Re: [PATCH v26 00/10] Simple Donor Migration for Proxy Execution

From: John Stultz

Date: Thu Apr 02 2026 - 14:37:56 EST


On Thu, Apr 2, 2026 at 8:51 AM Peter Zijlstra <peterz@xxxxxxxxxxxxx> wrote:
>
> On Fri, Mar 27, 2026 at 10:27:08PM +0530, K Prateek Nayak wrote:
>
> > So taking a step back, this is what we have today (at least the
> > common scenario):
> >
> > CPU0 (donor - A) CPU1 (owner - B)
> > ================ ================
> >
> > mutex_lock()
> > __set_current_state(TASK_INTERRUPTIBLE)
> > __set_task_blocked_on(M)
> > schedule()
> > /* Retained for proxy */
> > proxy_migrate_task()
> > ==================================> /* Migrates to CPU1 */
> > ...
> > send_sig(B)
> > signal_wake_up_state()
> > wake_up_state()
> > try_to_wake_up()
> > ttwu_runnable()
> > ttwu_do_wakeup() =============> /* A->__state = TASK_RUNNING */
> >
> > /*
> > * After this point ttwu_state_match()
> > * will fail for A so a mutex_unlock()
> > * will have to go through __schedule()
> > * for return migration.
> > */
> >
> > __schedule()
> > find_proxy_task()
> >
> > /* Scenario 1 - B sleeps */
> > __clear_task_blocked_on()
> > proxy_deactivate(A)
> > /* A->__state == TASK_RUNNING */
> > /* fallthrough */
> >
> > /* Scenario 2 - return migration after unlock() */
> > __clear_task_blocked_on()
> > /*
> > * At this point proxy stops.
> > * Much later after signal.
> > */
> > proxy_force_return()
> > schedule() <==================================
> > signal_pending_state()
> >
> > clear_task_blocked_on()
> > __set_current_state(TASK_RUNNING)
> >
> > ... /* return with -EINR */
> >
> >
> > Basically, a blocked donor has to wait for a mutex_unlock() before it
> > can go process the signal and bail out on the mutex_lock_interruptible()
> > which seems counter productive - but it is still okay from correctness
> > perspective.
> >
> > >
> > > One thing you *can* do it frob ttwu_runnable() to 'refuse' to wake the
> > > task, and then it goes into the normal path and will do the migration.
> > > I've done things like that before.
> > >
> > > Does that fix all the return-migration cases?
> >
> > Yes it does!
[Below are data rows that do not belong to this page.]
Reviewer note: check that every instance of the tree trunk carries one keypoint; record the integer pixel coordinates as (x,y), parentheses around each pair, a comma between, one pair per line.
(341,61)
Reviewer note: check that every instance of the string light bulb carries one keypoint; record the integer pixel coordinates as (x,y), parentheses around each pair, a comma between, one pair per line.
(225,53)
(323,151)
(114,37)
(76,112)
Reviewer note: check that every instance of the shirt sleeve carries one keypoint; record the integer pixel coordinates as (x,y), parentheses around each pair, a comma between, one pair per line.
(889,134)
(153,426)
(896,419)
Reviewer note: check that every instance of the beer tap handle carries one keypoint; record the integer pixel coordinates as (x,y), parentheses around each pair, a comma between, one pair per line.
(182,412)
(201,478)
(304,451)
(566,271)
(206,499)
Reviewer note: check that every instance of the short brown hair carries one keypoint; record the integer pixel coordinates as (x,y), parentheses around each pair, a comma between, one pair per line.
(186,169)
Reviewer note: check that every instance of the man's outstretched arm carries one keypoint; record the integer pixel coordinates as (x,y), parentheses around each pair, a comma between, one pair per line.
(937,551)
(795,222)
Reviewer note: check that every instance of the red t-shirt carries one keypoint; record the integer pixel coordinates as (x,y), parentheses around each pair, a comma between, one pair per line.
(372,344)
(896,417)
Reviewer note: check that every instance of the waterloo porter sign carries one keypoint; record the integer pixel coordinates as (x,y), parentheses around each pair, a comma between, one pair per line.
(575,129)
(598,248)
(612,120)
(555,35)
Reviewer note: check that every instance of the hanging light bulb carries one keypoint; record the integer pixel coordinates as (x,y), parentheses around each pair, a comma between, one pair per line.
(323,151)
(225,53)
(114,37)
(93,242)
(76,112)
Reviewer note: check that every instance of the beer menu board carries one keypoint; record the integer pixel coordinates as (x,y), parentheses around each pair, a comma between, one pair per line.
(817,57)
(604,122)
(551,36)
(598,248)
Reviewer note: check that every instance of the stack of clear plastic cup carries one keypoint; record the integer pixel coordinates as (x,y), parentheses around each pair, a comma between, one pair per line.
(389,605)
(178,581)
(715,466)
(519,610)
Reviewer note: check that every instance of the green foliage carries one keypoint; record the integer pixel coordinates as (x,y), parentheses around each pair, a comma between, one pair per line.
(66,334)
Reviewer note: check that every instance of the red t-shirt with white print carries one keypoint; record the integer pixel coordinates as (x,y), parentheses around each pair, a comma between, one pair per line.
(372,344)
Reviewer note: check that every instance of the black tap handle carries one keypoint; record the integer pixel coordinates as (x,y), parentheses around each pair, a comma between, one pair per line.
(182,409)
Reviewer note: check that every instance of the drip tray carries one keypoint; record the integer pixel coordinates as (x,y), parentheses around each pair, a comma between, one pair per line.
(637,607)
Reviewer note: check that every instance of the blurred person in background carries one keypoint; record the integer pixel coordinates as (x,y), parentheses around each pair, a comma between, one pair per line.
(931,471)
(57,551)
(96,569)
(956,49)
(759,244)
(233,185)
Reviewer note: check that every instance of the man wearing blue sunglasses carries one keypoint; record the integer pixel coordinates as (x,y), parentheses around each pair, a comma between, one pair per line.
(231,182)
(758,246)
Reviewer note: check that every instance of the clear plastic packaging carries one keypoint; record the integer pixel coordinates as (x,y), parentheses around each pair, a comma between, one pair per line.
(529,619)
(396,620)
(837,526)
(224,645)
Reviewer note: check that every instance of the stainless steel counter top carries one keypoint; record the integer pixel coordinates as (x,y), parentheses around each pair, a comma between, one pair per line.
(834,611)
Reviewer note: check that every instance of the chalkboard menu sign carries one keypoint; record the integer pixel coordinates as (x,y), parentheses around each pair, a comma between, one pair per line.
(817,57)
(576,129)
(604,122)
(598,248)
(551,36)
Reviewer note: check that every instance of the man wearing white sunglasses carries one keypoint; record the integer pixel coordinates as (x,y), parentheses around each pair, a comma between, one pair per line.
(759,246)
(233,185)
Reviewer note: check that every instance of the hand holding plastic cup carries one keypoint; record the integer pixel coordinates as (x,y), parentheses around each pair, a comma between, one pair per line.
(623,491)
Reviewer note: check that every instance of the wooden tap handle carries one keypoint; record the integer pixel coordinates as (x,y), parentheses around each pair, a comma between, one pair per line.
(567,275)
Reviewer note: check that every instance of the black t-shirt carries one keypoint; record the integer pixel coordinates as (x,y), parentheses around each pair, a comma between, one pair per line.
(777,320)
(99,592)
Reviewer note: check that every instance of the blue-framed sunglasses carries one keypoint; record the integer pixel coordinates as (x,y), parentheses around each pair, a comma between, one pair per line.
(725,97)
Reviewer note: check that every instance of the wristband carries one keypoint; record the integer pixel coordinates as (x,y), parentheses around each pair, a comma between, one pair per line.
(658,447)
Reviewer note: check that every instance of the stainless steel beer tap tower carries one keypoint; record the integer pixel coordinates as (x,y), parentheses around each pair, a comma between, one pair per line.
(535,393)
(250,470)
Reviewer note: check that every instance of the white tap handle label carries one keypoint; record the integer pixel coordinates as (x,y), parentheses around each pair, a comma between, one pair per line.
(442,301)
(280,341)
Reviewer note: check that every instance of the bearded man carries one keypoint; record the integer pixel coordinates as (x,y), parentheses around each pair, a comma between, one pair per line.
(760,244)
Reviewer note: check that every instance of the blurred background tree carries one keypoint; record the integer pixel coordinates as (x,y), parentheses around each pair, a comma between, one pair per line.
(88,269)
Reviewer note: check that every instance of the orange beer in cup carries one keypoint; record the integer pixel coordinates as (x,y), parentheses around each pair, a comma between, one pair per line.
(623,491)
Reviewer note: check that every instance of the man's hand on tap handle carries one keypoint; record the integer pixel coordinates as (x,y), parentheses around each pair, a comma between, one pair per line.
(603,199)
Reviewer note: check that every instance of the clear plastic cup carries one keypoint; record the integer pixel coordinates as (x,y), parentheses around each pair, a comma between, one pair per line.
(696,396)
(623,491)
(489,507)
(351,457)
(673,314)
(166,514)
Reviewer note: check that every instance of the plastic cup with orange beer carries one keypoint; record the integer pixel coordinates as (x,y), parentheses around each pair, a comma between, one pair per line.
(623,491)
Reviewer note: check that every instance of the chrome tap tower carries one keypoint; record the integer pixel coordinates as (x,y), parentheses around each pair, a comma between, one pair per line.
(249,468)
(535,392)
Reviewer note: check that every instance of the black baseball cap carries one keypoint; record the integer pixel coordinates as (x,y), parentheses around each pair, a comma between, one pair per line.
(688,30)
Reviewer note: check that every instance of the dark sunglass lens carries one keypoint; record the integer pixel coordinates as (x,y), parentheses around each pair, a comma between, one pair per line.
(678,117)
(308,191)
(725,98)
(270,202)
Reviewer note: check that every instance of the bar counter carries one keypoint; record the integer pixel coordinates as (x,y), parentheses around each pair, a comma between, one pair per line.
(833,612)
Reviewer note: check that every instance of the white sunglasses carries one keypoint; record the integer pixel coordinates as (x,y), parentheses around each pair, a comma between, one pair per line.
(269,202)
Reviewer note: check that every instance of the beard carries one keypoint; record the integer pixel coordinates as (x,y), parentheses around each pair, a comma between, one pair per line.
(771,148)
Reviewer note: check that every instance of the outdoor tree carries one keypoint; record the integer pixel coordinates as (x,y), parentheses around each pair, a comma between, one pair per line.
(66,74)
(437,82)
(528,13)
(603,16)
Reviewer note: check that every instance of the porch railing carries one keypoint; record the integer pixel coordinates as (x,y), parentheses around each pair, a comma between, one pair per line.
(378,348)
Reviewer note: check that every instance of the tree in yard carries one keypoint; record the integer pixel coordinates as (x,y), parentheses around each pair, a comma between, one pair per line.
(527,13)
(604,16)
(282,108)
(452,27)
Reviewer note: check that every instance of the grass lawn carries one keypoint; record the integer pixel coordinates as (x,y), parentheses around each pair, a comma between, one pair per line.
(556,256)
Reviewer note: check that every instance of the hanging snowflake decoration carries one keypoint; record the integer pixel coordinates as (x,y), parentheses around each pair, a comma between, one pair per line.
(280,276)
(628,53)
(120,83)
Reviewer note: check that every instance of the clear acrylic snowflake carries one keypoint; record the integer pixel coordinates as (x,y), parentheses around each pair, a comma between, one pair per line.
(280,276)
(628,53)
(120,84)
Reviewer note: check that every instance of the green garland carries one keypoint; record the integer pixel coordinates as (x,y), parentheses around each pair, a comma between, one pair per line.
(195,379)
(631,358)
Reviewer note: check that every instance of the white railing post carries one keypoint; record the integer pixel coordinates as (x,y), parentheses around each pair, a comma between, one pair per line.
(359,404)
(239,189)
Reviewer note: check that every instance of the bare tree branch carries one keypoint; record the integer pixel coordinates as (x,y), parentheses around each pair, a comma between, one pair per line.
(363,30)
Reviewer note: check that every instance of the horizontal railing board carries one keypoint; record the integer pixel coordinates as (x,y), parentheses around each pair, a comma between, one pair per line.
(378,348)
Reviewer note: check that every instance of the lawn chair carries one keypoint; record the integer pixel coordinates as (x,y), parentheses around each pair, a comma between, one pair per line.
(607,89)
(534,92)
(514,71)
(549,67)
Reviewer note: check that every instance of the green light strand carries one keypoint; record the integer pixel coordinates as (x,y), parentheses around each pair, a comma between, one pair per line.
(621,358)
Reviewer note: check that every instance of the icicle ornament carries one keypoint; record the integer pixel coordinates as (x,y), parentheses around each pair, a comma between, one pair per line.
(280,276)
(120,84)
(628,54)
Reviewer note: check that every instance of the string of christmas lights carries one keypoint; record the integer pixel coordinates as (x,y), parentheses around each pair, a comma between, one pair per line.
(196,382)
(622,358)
If we handle the return via ttwu_runnable(), which is what
> > proxy_needs_return() in the next chunk of changes aims to do and we can
> > build the invariant that TASK_RUNNING + task_is_blocked() is an illegal
> > state outside of __schedule() which works well with ttwu_state_match().
> >
> > >
> > >> 2. Why does proxy_needs_return() (this comes later in John's tree but I
> > >> moved it up ahead) need the proxy_task_runnable_but_waking() override
> > >> of the ttwu_state_mach() machinery?
> > >> (https://github.com/johnstultz-work/linux-dev/commit/28ad4d3fa847b90713ca18a623d1ee7f73b648d9)
> > >
> > > Since it comes later, I've not seen it and not given it thought ;-)
> > >
> > > (I mean, I've probably seen it at some point, but being the gold-fish
> > > that I am, I have no recollection, so I might as well not have seen it).
> > >
> > > A brief look now makes me confused. The comment fails to describe how
> > > that situation could ever come to pass.
> >
> > That is a signal delivery happening before unlock which will force
> > TASK_RUNNING but since we are waiting on an unlock, the wakeup from
> > unlock will see TASK_RUNNING + PROXY_WAKING.
> >
> > We then later force it on the ttwu path to do return via
> > ttwu_runnable().
>
> So, I've not gone through all the cases yet, and it is *COMPLETELY*
> untested, but something like the below perhaps?
>

So, just to clarify, this suggestion is as an alternative to my
return-migration via ttwu logic (not included in the v26
simple-donor-migration chunk you've queued)?
https://github.com/johnstultz-work/linux-dev/commit/dfaa472f2a0b2f6a0c73083aaba5c55e256fdb56

I'm working on prepping that next chunk of the series (which includes
that logic) to send out here shortly (integrating the few bits I from
Prateek that I've managerd to get my head around).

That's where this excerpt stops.